Panelists: Ivy Altomare, MD, Duke University Medical Center; Terry Gernsheimer, MD, Fred Hutchingson Cancer Research Center; Keith R McCrae, MD, The Cleveland Clinic
Published: Tuesday, Feb 20, 2018



Transcript: 

Ivy Altomare, MD: What are the pros and cons of being on a continuous therapy, versus just doing spurts of treatment, as you would with steroids or Rituxan (rituximab)? It’s kind of a difficult question.

Keith R. McCrae, MD: I don’t think there’s any pros or cons, per se. I think it’s more of an issue of, what are the toxicities of the particular agents?

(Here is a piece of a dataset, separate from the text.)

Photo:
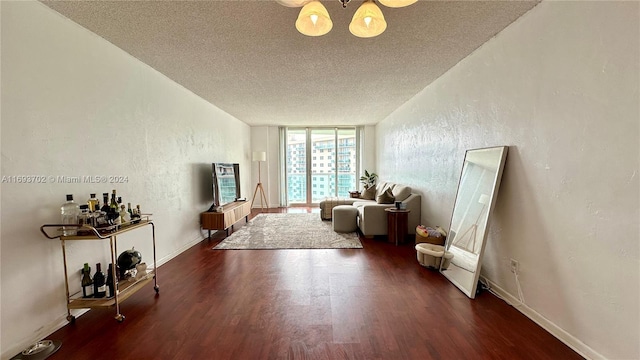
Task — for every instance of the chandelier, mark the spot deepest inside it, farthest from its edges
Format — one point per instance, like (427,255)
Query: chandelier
(367,21)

I will say, I have college-aged patients who really don’t want to take a pill every day. They may drink a beer or 2 and forget to take it, or something. But, they just don’t want to be sick. They feel that they’re infallible. Some of those patients even think about splenectomy, sometimes. But, on the other hand, for most people, getting a shot a week, or a pill a day, is not a big deal.

Terry Gernsheimer, MD: I’m glad you actually brought that up. I had a college student. Early on, she was put on romiplostim. She did beautifully with the drug. We almost got her tapered off. Then, she needed a small dose to maintain her. But, college students like to travel. They like to take courses in other countries. And so, first she went to Australia. She said, “What am I going to do about my drug?” And I said, “I have colleagues in Australia.” So, we gave her those names and they took care of her. Then, she emailed me and said, “Now I want to go to New Zealand.” I said, “Well, I do know somebody in New Zealand.” So, we got that done. Then, she went to Greece. I did know somebody in Greece but, at that point, I said, “You know what, it’s time to think about something else.”

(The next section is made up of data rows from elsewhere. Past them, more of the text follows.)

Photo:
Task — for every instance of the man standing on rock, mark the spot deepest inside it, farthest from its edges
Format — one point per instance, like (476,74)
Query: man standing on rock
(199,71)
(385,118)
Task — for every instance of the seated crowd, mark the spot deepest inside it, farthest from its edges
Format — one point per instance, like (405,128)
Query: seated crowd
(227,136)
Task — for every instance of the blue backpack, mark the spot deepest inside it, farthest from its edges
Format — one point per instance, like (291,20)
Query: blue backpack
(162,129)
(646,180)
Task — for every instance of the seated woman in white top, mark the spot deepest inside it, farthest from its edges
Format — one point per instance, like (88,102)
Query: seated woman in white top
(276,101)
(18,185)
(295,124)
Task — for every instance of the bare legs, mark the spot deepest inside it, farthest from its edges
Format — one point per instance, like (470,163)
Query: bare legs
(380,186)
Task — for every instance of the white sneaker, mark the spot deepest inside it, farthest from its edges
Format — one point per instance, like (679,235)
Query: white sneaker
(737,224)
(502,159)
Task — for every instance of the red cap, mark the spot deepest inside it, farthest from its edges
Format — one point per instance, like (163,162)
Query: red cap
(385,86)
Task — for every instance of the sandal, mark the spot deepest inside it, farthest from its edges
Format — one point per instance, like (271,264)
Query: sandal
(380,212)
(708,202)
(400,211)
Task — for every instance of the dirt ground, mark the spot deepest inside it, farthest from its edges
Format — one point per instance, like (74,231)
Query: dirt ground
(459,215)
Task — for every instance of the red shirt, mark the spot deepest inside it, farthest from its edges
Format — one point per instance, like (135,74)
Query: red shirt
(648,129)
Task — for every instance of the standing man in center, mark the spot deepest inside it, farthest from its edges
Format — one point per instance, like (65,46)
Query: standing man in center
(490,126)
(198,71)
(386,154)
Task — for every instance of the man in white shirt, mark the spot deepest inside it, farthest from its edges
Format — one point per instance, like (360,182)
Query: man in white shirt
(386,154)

Ivy Altomare, MD: What dedication.

Terry Gernsheimer, MD: Yes, it was. She went on to splenectomy. That was 5 years ago, and she’s still in remission. That was a young college student. So, it’s a great story. I just recently had a patient who wanted to go to Paris. She’s getting romiplostim and I had to find somebody for her. So, it is difficult.

Ivy Altomare, MD: Yes, but when you’re on a drug that works, it’s hard to walk away from that, especially if you know that this is a lifetime disease.

Terry Gernsheimer, MD: Exactly.

Ivy Altomare, MD: So, splenectomy has been mentioned, and it is certainly a tried and true effective way to manage second-line ITP, and beyond. Let’s talk about the rates of remission with splenectomy. What are the response rates? How are you using splenectomy in clinical practice, when there are these other agents that are effective and you don’t have to remove part of your body?

Keith R. McCrae, MD: Well, that’s exactly the thing that bothers people.

Ivy Altomare, MD: Yes.

Keith R. McCrae, MD: But, splenectomy is the single approach that gives the longest complete response rate of anything we can do for idiopathic thrombocytopenia purpura. It’s always been that way, and it still is. From that point of view, it’s a good treatment. The biggest problem with splenectomy, in my mind, is that you cannot, no matter what, predict who will respond and who will not. Patients do not like to say, “Well, I don’t want to have surgery and not know that it’s going to work. It’s not like you’re taking my appendix out or something.” And so, that’s the major downside. There are other things available. You can take a pill or whatever, and see if it works or not. Then, maybe go to splenectomy?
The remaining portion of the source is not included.